Devon laughed at me. “If you think that I’m that easy to get rid of, then you obviously don’t know me very well.”
“Of course I don’t know you very well,” I said, exasperated. “I just met you, not a week ago, delivering a pizza to your drunk ass.” I was moved to recall that we’d exchanged similar words outside of Nana’s house just days ago, when I’d ended up deleting the terrible picture I’d taken of him in his hotel room. He hadn’t known me very well at that point. He probably knew me now better than I was comfortable with. Tragedy seemed to bring people closer. And Nana’s sudden death, there on that beach, had been the single greatest tragedy of my life.
It had been happenstance that Devon was there with me when I found her. Just a curious little oddity that he’d helped me with the arrangements, the costs incurred, the tasks that I couldn’t seem to do by myself. I appreciated him. I didn’t know what I’d be doing if he had simply washed his hands of me as soon as we’d found Nana there, lifeless in her wheelchair, her face lifted to the sun.
“I have to tell you something, June, and I really hesitate to do so.” Devon looked at me so intently that I glanced away, reminded at once of the beauty we were surrounded by, the thundering waterfall. The man beside me.
“Tell me whatever you think you need to tell me,” I sighed. “I give you permission.”
“It sounds petty,” he said slowly, “but I was still in a twisted-up place when I said that to you on the plane. Yes, I was doing this to impress you. I wanted you to like me. I’m not used to people not liking me. I guess I’m trying to say, as stupid as it sounds, that I got my heart broken. I was still messed up from my breakup. If I’m being completely honest, I guess I still am. It’s just…with your Nana dying, it seems like there should be bigger things to worry about than getting my feelings hurt.”

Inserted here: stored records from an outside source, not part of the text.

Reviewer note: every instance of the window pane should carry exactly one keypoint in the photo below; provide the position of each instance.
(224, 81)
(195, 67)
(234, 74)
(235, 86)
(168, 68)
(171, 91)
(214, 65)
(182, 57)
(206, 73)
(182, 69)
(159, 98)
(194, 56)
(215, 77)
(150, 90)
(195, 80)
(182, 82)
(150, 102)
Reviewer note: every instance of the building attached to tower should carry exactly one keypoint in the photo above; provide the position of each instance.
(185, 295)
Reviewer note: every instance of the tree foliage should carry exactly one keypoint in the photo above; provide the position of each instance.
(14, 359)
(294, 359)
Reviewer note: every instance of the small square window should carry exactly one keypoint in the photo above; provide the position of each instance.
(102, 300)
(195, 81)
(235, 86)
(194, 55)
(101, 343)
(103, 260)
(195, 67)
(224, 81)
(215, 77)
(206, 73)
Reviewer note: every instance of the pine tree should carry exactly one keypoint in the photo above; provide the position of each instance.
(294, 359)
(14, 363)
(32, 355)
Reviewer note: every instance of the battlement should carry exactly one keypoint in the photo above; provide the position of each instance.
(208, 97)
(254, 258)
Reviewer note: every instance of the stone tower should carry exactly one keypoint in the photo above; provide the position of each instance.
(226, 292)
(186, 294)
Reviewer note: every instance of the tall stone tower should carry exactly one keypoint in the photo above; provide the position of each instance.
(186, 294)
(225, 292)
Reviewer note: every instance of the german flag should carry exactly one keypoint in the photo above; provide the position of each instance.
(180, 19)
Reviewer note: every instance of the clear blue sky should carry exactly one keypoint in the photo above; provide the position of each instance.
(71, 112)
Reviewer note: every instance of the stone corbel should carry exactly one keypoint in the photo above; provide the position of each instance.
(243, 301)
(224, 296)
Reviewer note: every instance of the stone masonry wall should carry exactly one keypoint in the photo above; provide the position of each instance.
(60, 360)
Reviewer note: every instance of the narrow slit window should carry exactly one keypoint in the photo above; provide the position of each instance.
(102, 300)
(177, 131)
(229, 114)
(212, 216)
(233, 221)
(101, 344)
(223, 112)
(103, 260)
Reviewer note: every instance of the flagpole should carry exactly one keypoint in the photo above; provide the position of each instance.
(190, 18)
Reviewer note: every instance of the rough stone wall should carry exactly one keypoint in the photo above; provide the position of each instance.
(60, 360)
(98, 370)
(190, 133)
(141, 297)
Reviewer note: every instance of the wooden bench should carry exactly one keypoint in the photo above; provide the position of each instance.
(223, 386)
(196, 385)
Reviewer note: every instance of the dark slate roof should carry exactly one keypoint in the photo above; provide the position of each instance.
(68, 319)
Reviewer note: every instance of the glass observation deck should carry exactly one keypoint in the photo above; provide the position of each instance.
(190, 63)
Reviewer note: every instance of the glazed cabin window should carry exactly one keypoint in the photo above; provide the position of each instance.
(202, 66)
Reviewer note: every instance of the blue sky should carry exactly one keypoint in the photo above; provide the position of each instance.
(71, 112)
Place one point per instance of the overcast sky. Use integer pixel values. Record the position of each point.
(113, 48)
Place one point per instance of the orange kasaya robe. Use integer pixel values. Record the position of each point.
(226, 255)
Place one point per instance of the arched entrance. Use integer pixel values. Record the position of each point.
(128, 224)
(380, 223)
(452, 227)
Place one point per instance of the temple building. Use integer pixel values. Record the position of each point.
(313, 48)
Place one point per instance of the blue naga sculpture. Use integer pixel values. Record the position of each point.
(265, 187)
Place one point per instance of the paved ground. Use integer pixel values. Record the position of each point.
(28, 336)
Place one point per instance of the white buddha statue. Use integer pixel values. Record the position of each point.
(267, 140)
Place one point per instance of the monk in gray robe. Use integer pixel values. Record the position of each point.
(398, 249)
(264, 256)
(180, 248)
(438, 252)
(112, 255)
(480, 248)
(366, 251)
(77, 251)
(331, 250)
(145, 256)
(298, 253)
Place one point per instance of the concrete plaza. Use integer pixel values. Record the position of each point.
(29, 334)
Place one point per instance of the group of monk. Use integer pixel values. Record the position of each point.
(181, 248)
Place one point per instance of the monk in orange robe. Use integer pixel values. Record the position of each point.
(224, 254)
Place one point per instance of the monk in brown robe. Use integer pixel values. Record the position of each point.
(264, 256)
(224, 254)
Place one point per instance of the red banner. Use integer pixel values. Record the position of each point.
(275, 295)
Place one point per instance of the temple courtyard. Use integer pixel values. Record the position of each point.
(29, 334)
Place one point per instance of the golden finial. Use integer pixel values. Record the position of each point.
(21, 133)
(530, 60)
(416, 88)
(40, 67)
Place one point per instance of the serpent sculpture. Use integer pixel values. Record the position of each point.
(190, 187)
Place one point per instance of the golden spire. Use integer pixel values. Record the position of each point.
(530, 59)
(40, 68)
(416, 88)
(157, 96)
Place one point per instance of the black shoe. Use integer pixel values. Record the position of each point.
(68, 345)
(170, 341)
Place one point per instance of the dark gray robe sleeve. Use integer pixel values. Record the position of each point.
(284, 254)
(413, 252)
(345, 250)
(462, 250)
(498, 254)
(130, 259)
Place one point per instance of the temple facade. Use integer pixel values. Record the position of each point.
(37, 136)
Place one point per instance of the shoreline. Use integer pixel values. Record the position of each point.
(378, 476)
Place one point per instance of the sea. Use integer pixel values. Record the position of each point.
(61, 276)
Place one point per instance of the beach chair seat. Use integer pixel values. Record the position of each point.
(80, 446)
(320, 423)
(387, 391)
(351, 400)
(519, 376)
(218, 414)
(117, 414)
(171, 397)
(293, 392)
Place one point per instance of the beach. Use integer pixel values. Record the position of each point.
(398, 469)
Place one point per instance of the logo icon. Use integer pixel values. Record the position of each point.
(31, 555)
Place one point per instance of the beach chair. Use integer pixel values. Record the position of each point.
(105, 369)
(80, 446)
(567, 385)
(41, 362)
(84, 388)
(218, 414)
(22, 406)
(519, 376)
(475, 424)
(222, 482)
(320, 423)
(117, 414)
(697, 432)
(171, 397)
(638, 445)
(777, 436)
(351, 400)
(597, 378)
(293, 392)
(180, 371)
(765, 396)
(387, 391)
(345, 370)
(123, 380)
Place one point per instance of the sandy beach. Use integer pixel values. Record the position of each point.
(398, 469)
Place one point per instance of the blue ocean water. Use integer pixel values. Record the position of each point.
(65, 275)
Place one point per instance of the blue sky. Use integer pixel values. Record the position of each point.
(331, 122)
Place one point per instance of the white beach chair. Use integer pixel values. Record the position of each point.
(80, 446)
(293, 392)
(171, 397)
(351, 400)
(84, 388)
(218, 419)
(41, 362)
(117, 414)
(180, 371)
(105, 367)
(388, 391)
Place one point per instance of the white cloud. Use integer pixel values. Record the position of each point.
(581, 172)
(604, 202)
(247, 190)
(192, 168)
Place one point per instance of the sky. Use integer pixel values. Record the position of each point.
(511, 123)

I wanted to be supportive. I was the one who’d encouraged him to communicate, after all. But Devon was back to sounding entitled. Or maybe I was just feeling jealous. No woman wanted to hear that the man she’d slept with a couple of days ago was still torn up about the previous woman. This was hard to take. Harder, still, without Nana. Her absence gave everything a raw edge.
“I can’t be your rebound, Devon,” I told him. “Maybe I could’ve done that for you before Nana died, but now I just don’t seem to be up for any more bullshit.”
“Am I asking you for that?” He laughed, incredulous, the sound mixing with the tumbling water before us. “That’s not what I’m after, June. Hell, I’m not after anything. I’m as surprised as you are that things have gotten to this level between us.”
“We’ve reached a level?” What was this, a video game?
“I don’t know how to explain it,” he said. “Did I want to sleep with you? Of course I did. I’m a man. You’re beautiful. Anyone would be an ass to squander a chance with you.”
I huffed at him, rolling my eyes. I knew my looks didn’t hold a candle to Hollywood’s definition of even average prettiness.
Suddenly, Devon’s frustration matched my own. He stood and yanked me up with him.
“What are you doing?” I demanded. “Let go of me.”
“Not until you admit something,” he said, practically dragging me over to the water’s edge. He forced me to lean forward, over the pool of water, rippling from the waterfall just upstream.
“What do you want?” I tried to elbow him sharply, tried to get him away from me, but he was insistent.
“Look,” he said, pointing toward the water’s surface. “Look and tell me what you see.”
“Water,” I spat, hating him. Why was he doing this? Nana’s ashes were still roiling in the surf. I wasn’t in the mood for any games.
“Look at your reflection.”
His quiet intensity made me focus on the surface of the water until I discerned the outline of me, and then my features. I relaxed my face immediately. My angry face had always been a little frightening, my brow thunderous.
“Tell me what you see now.” Devon’s grip on me hadn’t loosened one bit.
“I see…me.”
“Uh-huh. And are you defective in any way?”
Defective? “I don’t understand.”
“Is there something about you that you don’t like? Some kind of defective part that makes you less desirable than any other woman?”
I studied my face in the pool, no sound but the waterfall beside us. “No.”
“That’s right,” Devon said, apparently satisfied enough that he let go of my arm. “I don’t understand why you can’t accept the fact that you’re beautiful. Because you are.”